Child's play for Philip Fisher

Philip Fisher. Photo by Christian Steiner

Christopher Morley speaks to child prodigy Philip Fisher about how moving to the US has shaped his music.

The last time I interviewed Philip Fisher was in the early 1990s. He was 12 years old, and a wunderkind, about to play the Shostakovich Second Piano Concerto (composed for another wunderkind, the composer’s son Maxim in Symphony Hall).

As I walked through the front door of his Edgbaston family home he was playing the awesome Third Piano Concerto of Prokofiev, as you do.

What was it like being a child prodigy, I asked him recently when we caught up again.

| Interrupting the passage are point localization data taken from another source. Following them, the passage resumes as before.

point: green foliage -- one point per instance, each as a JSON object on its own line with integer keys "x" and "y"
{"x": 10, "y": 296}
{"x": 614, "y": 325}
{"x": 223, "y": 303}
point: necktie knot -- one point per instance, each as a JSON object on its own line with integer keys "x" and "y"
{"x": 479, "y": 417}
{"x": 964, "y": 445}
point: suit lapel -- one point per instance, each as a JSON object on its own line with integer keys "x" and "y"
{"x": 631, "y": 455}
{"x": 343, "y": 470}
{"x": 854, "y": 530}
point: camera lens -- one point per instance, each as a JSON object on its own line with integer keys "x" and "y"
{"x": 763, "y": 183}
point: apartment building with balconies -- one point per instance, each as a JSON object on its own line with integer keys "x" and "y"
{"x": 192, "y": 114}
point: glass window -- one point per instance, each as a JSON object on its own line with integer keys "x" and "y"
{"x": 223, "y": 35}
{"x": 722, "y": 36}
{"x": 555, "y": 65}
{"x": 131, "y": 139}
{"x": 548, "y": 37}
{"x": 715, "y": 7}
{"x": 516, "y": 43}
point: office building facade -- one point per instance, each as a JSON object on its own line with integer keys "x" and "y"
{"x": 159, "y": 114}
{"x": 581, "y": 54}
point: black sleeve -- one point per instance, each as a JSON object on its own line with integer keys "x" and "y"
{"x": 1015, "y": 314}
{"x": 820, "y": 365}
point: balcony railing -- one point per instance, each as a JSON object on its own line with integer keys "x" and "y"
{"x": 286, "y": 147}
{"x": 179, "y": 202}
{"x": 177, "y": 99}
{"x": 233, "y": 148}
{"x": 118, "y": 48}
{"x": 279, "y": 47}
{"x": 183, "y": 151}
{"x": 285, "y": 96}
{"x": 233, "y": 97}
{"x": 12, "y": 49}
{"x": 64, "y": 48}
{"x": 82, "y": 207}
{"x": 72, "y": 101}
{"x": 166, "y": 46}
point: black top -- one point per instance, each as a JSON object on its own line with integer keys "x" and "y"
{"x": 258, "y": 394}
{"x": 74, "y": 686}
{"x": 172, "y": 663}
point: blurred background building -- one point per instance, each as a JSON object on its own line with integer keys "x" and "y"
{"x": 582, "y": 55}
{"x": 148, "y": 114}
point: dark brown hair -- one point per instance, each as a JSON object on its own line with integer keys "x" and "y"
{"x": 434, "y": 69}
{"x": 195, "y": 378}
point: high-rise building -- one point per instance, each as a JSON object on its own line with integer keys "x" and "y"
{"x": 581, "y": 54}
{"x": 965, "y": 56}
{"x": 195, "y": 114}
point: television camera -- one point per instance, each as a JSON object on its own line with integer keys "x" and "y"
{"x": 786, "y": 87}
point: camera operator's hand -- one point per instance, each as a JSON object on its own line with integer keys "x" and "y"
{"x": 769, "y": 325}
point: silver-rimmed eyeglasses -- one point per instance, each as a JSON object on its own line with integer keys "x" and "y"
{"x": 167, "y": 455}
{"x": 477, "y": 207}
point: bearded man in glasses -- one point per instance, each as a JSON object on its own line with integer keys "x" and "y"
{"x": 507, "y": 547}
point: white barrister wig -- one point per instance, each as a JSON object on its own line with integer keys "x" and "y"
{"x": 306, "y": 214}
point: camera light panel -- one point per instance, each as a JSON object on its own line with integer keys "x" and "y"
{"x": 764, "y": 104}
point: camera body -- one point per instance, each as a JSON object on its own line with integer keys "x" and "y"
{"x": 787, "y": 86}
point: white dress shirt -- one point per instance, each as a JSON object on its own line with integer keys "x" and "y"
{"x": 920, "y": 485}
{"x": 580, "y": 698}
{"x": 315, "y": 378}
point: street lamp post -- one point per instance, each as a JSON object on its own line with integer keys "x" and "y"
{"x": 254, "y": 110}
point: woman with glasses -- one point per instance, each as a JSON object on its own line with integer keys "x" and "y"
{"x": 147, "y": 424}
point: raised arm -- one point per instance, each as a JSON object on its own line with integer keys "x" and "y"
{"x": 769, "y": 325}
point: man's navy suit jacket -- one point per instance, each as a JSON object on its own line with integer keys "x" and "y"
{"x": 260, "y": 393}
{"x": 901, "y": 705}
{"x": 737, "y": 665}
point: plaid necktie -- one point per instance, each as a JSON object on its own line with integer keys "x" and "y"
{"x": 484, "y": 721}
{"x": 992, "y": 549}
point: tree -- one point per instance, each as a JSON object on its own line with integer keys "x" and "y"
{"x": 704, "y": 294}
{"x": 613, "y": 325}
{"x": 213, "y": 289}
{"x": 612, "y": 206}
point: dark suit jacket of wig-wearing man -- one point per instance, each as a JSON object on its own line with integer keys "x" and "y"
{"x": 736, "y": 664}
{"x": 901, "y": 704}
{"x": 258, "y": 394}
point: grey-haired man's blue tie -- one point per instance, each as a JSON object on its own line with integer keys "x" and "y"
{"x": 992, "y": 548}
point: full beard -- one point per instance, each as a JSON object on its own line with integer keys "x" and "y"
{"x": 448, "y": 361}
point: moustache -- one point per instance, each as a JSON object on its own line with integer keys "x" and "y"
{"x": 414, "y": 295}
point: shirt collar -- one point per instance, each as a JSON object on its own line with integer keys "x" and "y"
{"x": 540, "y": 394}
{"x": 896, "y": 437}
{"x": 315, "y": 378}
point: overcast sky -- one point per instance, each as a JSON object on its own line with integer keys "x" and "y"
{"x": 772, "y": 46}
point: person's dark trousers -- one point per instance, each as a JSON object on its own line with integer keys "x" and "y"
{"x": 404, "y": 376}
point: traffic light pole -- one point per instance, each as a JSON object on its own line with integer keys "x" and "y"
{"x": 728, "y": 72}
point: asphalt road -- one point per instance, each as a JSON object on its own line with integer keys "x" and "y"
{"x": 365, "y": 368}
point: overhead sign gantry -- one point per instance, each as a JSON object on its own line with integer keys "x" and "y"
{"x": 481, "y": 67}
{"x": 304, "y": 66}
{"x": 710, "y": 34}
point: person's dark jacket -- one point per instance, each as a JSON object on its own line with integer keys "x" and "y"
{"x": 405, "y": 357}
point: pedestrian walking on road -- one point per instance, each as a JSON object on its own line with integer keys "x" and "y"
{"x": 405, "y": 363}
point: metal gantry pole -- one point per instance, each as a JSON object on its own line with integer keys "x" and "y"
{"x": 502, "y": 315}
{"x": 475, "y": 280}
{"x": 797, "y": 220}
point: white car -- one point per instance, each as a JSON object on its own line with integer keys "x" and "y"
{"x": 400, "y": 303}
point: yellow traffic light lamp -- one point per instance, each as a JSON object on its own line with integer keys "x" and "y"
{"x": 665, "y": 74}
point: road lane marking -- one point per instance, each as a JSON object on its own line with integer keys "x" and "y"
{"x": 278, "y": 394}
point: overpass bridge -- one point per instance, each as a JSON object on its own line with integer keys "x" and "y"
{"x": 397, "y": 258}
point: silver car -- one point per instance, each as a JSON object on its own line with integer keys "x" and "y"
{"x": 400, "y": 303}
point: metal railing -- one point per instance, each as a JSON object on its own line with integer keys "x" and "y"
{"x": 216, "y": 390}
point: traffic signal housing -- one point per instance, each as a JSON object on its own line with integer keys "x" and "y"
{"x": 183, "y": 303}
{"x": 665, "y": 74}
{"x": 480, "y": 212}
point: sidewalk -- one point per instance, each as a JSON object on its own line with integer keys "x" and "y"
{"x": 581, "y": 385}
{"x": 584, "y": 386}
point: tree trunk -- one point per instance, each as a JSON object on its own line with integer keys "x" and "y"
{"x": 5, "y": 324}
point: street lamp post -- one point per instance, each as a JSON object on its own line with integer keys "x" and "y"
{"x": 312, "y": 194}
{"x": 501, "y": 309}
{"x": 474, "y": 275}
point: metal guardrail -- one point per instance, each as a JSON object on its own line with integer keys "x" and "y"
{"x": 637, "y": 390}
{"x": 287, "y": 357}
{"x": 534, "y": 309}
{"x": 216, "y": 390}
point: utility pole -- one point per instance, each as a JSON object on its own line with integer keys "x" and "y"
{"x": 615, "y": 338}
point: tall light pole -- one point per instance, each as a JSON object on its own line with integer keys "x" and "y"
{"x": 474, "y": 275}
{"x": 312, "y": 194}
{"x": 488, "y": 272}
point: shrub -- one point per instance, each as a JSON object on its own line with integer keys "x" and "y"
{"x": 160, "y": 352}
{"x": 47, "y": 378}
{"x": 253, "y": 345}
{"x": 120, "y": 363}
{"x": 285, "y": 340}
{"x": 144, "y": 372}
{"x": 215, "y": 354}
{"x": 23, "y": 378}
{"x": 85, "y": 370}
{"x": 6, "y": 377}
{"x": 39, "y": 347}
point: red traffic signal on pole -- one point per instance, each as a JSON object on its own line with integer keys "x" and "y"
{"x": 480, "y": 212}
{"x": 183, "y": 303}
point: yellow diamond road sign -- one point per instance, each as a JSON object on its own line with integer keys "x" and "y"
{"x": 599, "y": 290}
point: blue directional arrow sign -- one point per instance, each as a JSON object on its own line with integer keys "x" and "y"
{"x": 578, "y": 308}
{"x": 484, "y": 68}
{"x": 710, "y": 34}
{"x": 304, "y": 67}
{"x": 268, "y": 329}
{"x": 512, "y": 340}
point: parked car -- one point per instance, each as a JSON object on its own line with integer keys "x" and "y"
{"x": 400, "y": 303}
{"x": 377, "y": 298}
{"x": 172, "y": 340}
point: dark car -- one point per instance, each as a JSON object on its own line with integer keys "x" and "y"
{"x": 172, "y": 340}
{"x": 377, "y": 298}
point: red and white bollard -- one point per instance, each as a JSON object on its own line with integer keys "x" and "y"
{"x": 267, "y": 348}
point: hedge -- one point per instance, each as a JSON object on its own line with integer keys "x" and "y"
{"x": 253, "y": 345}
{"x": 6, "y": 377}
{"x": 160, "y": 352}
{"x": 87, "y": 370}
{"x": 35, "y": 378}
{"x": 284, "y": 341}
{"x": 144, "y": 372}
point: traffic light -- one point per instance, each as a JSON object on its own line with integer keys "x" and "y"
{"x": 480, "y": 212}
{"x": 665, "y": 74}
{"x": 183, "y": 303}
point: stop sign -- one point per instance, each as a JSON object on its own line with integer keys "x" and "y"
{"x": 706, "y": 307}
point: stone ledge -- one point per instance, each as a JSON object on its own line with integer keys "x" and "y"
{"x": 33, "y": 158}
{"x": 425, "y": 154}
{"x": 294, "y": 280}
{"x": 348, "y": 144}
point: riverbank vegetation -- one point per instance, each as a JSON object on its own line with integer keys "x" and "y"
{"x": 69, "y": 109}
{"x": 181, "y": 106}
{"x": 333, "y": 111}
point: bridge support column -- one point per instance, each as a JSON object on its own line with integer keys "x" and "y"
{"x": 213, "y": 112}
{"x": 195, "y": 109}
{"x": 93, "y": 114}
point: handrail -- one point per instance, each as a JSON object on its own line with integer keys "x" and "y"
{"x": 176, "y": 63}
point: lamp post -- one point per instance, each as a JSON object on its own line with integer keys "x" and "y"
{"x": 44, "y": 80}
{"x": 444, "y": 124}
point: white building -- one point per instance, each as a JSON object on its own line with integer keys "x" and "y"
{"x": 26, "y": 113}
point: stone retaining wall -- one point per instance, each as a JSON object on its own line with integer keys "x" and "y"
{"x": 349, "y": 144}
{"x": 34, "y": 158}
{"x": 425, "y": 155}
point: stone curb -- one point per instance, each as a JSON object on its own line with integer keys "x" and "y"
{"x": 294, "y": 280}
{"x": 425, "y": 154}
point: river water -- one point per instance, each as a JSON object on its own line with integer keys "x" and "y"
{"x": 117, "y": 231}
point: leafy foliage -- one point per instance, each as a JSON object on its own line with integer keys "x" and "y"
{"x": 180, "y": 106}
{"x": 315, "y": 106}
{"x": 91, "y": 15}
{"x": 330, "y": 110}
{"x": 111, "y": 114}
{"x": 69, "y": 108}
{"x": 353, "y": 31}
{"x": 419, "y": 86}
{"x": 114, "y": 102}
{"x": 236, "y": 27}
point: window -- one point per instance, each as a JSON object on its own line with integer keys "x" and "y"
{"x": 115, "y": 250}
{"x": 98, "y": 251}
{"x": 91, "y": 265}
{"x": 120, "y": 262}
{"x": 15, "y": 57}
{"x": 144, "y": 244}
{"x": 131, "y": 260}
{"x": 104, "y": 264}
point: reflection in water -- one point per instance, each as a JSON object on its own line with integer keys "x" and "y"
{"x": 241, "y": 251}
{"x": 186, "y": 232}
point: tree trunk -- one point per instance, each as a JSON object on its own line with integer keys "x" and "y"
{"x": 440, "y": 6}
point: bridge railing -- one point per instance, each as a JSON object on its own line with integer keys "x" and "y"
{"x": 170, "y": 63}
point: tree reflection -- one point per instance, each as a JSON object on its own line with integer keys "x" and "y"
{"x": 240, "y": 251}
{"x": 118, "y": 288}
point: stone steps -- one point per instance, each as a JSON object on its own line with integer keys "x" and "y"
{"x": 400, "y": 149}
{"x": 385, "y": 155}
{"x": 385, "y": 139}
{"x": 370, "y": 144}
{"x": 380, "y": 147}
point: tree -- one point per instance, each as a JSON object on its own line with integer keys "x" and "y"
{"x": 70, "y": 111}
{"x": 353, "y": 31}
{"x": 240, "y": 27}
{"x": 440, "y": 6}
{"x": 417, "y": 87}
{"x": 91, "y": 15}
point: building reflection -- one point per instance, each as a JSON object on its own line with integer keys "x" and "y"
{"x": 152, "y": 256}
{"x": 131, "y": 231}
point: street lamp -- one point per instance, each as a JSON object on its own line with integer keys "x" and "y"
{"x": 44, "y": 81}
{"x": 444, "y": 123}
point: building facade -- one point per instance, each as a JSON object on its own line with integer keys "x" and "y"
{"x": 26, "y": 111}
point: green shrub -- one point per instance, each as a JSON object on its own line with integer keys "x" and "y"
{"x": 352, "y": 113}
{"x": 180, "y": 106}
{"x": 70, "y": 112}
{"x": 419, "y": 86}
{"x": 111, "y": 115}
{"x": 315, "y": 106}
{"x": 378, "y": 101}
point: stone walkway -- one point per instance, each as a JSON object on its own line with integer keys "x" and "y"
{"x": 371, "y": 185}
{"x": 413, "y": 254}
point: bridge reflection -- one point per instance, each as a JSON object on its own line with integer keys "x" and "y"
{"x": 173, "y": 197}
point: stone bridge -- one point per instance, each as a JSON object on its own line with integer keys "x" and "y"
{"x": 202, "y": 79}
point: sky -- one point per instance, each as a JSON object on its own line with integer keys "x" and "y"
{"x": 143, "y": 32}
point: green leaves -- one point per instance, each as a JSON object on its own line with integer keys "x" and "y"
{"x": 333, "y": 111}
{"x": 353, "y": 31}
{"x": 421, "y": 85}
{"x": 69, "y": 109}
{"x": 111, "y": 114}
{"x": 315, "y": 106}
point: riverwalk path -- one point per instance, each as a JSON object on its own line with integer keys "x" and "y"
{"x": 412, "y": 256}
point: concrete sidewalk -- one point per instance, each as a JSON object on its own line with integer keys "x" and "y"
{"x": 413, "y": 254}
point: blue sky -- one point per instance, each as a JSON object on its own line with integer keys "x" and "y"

“It’s almost distant memories, in a way. Everything happened so quickly. I didn’t start playing until I was eight-and-a-half or nine, but it always seemed very natural to be on the stage and so on.

“I think there’s always a transitional period where you switch from the prodigy syndrome, trying to make the step into being an artist and a fully-fledged professional, and it always comes at a different time for everybody.”

So when did it come for Philip?

“I would say, somewhere in my early20s, I think, towards the end of doing my Bachelor’s at the Royal Academy, and moving to New York to the Juilliard School.

“Then, when you’re branching out and trying to get a kind of professional footing, you start to question exactly what you’re about as an artist, what makes you an individual, are these going to be important questions...

“So I think it really took place around then, along with that move to New York, when you find new pastures and new people, and you’re constantly having to define yourself – it makes you ask questions.”

Philip explains how he came to go to New York in the first place.

“I’d always wanted to do an exchange, and I wanted to go somewhere abroad. And the Academy had an exchange programme, so I planned to do the exchange during the first year of my postgraduate studies. Then just before I left I won the Juilliard Scholarship, which was wonderful chance timing. But the rule was, you had to do two consecutive years with the scholarship, so I spent a year as exchange and then I studied privately in New York with Joseph Kalichstein, my teacher there.

“Then I thought I’d stay on for the Master’s Programme at Juilliard, then one thing led to another. I made it my home – it really was my permanent home for a long time; I’m really only just straddling the Atlantic to spend 50 per cent of my time in New York, and the rest here in Birmingham with my family.

“And it’s nice to return. I’ve had support from Birmingham City Council for my first disc with Naxos, which was Handel keyboard suites.

‘‘They were very generous in supporting the disc financially, and Symphony Hall were very generous in letting me use the venue for recording, so I’ve really been welcomed back into the city with open arms, which is very gratifying, and I think it’s almost coming full circle.”